Schon etwas schlimmer als eine läßliche Sünde: Im Gegensatz zur vorher aus Japan importierten CD fehlt auf der jetzt offiziell bei uns publizierten Digitalplatte von McCartneys BAND ON THE RUN (Parlophone CDP 7 46055-2) der Hit „Helen Wheels“. Nur weil der zunächst auch auf der 1973er LP fehlte? Die Klangbalance ist gegenüber der für die USA gefertigten Japan-CD (Columbia CK 36482/lmport) merklich verändert: weicherer bis mulmigerer Baß und abgesenkt erscheinende Höhen! Genau umgekehrt hört man’s bei McCartneys TUG OF WAR (Parlophone 7 46057-2), die im Vergleich zu manch anderem letzthin veröffentlichten Ramsch auf CD gar nicht so übel klingt.

Allenfalls betuchten Rockfans zu empfehlen: das 4-CD-Set WOODSTOCK (Mobile Fidelity Sound Lab MFCD 4-816, Vertrieb durch Erus Technik in Eschborn), auf dem Tripel- und späteres Doppelalbum zusammengefaßt wurden. Die auf 8-Spur-Maschine mitgeschnittenen Liveaufnahmen jenes Festivals besitzen in mancherlei Hinsicht „historische“ Qualitäten. Zum Ladenpreis von nur 350 Mark ein Souvenir für Flower Power-Kinder, die inzwischen Karriere gemacht haben.
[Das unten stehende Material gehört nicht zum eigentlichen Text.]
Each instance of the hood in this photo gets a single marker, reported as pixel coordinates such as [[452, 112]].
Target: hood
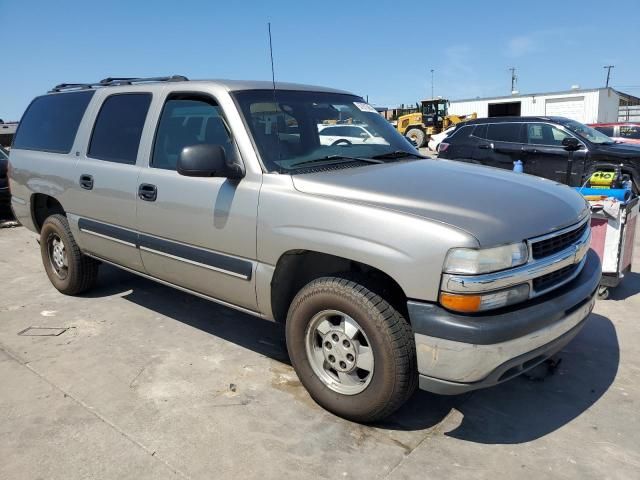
[[496, 206]]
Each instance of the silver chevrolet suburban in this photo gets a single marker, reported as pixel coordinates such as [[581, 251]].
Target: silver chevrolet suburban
[[389, 270]]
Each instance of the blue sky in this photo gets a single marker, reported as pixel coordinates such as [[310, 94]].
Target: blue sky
[[382, 49]]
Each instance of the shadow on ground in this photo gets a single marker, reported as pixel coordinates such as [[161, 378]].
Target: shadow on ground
[[517, 411], [629, 286]]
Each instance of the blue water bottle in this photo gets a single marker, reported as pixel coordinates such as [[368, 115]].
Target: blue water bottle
[[518, 167]]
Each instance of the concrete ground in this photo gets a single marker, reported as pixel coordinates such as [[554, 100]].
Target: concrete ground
[[148, 382]]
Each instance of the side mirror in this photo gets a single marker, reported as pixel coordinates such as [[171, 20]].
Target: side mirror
[[206, 160], [571, 144]]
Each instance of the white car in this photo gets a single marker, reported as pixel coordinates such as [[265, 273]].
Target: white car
[[436, 139], [348, 135]]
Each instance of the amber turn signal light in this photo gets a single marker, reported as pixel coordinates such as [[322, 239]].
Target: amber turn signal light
[[461, 303]]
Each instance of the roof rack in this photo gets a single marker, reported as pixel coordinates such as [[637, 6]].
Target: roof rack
[[114, 81]]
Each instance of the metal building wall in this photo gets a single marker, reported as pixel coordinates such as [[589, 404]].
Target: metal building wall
[[598, 105]]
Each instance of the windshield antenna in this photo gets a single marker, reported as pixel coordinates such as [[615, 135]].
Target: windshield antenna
[[273, 75], [273, 83]]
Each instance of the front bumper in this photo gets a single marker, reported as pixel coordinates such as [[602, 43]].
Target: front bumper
[[458, 353]]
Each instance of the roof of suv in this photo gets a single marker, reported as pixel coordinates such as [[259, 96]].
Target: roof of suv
[[510, 120], [230, 85]]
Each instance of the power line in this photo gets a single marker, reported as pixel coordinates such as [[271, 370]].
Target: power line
[[514, 78], [608, 68], [432, 70]]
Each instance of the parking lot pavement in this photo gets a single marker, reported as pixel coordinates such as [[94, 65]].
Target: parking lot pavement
[[148, 382]]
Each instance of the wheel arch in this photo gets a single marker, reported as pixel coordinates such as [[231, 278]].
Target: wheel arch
[[42, 206], [295, 268]]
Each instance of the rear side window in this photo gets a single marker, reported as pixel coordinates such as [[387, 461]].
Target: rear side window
[[118, 128], [504, 132], [462, 132], [629, 131], [608, 131], [480, 131], [51, 122]]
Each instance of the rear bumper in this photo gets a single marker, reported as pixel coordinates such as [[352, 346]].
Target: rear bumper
[[458, 353]]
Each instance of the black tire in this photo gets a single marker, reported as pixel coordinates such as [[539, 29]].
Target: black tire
[[394, 377], [603, 293], [81, 271], [417, 136]]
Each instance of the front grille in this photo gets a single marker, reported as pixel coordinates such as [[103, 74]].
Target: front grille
[[549, 246], [552, 279]]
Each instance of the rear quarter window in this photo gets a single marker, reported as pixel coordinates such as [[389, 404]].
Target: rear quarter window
[[51, 122], [504, 132], [629, 131]]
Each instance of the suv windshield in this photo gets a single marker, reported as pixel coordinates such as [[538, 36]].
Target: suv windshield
[[585, 132], [293, 129]]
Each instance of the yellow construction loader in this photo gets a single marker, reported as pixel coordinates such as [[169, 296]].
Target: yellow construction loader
[[430, 117]]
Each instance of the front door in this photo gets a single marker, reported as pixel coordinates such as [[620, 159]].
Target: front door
[[546, 157], [104, 197], [197, 233]]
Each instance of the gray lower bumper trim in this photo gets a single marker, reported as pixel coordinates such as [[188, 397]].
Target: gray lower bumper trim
[[506, 371]]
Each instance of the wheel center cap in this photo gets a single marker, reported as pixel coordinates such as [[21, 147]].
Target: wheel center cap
[[339, 351]]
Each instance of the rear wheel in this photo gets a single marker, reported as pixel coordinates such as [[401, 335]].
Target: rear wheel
[[351, 349], [68, 269], [417, 136]]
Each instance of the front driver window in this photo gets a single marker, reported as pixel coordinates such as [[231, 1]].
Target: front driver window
[[188, 121], [545, 134]]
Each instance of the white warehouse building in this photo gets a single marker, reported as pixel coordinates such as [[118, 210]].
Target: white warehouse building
[[596, 105]]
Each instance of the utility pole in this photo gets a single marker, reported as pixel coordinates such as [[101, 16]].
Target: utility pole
[[514, 78], [608, 68], [432, 70]]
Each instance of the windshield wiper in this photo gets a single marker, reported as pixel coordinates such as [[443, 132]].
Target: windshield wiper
[[397, 154], [339, 158]]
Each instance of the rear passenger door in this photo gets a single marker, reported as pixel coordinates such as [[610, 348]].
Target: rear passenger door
[[194, 232], [106, 176], [546, 157], [500, 144]]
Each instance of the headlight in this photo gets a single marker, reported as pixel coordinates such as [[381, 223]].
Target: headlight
[[471, 261], [486, 301]]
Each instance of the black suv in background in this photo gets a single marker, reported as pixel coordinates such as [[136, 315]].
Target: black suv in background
[[544, 145]]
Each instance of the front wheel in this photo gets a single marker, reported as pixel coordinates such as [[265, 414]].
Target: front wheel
[[352, 350], [68, 269]]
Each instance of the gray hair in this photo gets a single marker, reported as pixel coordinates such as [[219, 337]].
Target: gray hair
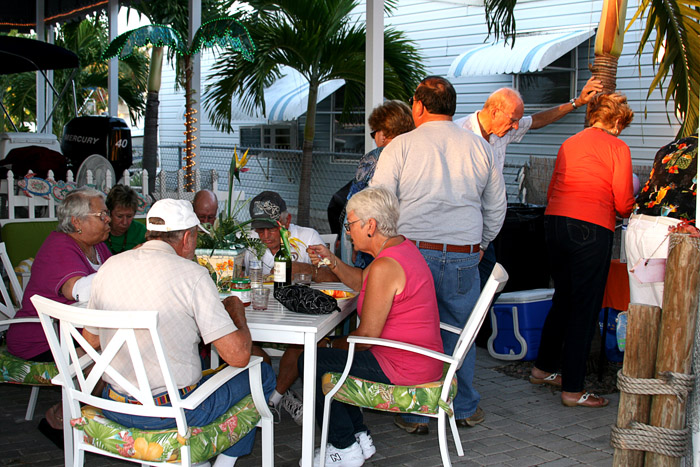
[[503, 98], [379, 204], [75, 204]]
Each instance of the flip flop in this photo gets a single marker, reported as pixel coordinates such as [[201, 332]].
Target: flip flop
[[554, 379], [588, 399]]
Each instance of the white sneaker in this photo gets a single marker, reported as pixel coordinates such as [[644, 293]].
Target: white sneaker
[[276, 415], [366, 443], [293, 405], [348, 457]]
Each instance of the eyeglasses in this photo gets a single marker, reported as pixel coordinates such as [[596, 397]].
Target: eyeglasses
[[103, 215], [348, 224]]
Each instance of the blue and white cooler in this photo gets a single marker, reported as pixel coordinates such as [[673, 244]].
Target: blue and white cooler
[[517, 319]]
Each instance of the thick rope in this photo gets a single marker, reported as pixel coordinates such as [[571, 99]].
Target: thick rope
[[641, 437], [675, 384], [605, 69]]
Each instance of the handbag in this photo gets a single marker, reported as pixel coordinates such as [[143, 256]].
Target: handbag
[[304, 299]]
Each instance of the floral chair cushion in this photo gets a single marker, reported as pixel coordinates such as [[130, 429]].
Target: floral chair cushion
[[164, 445], [421, 398], [16, 370]]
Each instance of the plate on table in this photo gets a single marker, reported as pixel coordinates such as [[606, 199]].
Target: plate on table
[[338, 294]]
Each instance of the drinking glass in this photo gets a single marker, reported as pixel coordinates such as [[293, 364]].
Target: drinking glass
[[260, 298]]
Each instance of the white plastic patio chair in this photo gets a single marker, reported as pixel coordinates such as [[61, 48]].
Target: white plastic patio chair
[[443, 408], [14, 369], [329, 239], [77, 388]]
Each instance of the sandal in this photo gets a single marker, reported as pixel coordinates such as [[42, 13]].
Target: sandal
[[554, 379], [588, 399]]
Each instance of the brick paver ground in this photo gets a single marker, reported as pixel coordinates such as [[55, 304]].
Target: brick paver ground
[[525, 425]]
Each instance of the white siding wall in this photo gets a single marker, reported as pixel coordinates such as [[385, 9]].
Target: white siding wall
[[443, 30]]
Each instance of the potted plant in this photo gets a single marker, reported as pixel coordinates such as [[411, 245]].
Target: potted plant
[[221, 249]]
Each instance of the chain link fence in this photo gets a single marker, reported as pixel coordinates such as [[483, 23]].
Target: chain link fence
[[268, 169]]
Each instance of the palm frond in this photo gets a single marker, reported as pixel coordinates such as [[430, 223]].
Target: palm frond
[[227, 33], [158, 35]]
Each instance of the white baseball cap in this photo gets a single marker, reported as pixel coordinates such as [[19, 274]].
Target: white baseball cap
[[177, 214]]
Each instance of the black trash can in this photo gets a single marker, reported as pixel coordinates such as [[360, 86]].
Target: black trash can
[[109, 137], [521, 248], [522, 251]]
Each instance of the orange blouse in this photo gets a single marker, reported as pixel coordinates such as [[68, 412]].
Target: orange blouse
[[592, 179]]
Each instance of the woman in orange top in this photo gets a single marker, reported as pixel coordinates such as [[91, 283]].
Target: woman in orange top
[[591, 184]]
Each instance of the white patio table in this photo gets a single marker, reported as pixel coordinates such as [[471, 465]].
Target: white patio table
[[278, 324]]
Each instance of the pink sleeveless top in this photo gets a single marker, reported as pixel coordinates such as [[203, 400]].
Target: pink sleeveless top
[[413, 319]]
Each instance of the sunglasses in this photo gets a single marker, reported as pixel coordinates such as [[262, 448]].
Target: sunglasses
[[348, 224]]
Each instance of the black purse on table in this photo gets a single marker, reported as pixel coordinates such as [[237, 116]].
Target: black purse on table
[[304, 299]]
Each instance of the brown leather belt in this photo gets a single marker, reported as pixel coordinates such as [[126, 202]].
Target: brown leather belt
[[448, 248]]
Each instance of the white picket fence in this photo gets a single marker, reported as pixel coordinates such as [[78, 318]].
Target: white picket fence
[[32, 197]]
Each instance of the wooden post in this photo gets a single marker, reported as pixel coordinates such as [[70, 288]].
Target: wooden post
[[674, 353], [643, 322]]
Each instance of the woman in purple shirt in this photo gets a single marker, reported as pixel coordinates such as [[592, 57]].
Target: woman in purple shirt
[[62, 271]]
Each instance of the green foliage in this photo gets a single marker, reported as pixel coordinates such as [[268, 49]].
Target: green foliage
[[320, 40], [676, 30], [677, 45], [87, 39]]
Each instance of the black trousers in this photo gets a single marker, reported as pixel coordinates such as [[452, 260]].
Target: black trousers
[[579, 256]]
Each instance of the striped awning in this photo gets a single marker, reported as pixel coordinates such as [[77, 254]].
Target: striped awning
[[287, 98], [532, 52]]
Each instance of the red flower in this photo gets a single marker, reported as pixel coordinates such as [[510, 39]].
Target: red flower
[[229, 424]]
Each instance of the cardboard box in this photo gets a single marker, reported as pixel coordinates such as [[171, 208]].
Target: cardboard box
[[517, 319]]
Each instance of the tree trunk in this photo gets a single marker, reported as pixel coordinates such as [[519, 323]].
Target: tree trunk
[[605, 69], [150, 130], [675, 349], [304, 212], [640, 359]]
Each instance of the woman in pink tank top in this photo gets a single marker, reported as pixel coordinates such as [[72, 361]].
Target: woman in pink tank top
[[396, 301]]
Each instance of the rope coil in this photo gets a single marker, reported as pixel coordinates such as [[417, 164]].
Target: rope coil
[[670, 383], [642, 437]]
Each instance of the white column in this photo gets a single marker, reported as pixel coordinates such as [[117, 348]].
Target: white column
[[113, 73], [374, 66], [40, 81], [195, 23]]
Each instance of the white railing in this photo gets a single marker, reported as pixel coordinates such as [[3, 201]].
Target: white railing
[[38, 197], [32, 197]]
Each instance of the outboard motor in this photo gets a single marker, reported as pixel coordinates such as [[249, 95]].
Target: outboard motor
[[107, 136]]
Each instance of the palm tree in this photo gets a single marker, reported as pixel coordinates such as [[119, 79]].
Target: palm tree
[[676, 54], [320, 40], [175, 14], [87, 39]]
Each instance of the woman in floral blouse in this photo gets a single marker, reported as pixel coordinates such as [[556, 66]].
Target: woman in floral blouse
[[667, 199]]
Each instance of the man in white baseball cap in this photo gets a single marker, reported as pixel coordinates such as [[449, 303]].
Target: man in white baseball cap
[[161, 276]]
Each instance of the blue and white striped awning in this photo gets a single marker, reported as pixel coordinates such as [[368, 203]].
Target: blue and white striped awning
[[532, 52], [287, 98]]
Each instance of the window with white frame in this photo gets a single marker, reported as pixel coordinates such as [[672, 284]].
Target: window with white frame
[[555, 84]]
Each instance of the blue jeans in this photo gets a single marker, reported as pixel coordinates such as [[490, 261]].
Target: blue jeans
[[457, 286], [579, 256], [213, 407], [345, 420]]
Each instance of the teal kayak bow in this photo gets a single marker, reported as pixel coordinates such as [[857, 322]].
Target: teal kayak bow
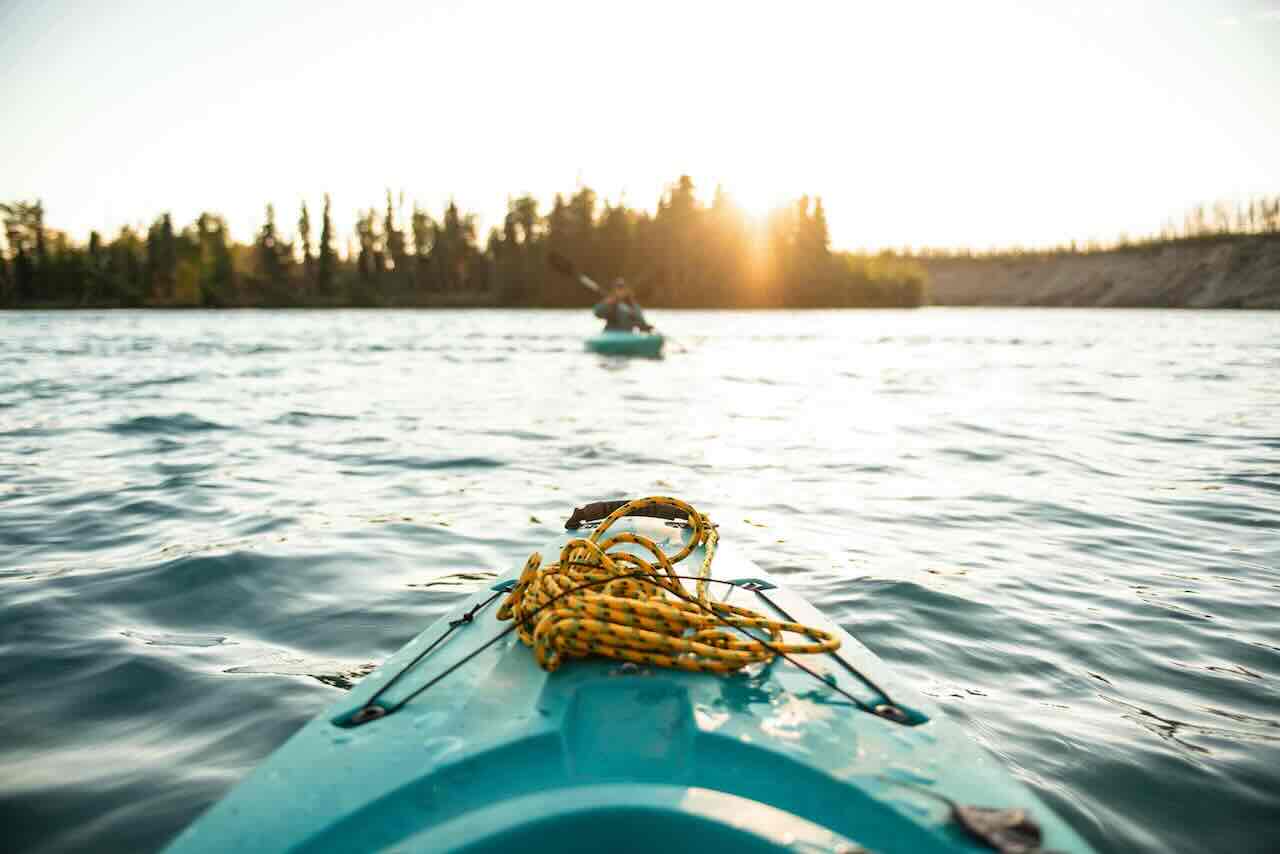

Preiswerter zu haben sind die jüngsten CDs von Van Morrison (A SENSE OF WONDER, Mercury 822 895-2), John Fogertys CENTERFIELD (Bellaphon 290-07-085) und DAMN THE TORPEDOES von Tom Petty und seinen Herzensbrechern (MCA 250 415-2), drei ohne Einschränkungen empfehlenswerte Digitalplättchen. Bester Tip für Jazzfans schließlich noch: THE THIRD DECADE des Art Ensemble of Chicago (ECM 823 213-2), eine technisch hervorragende Produktion.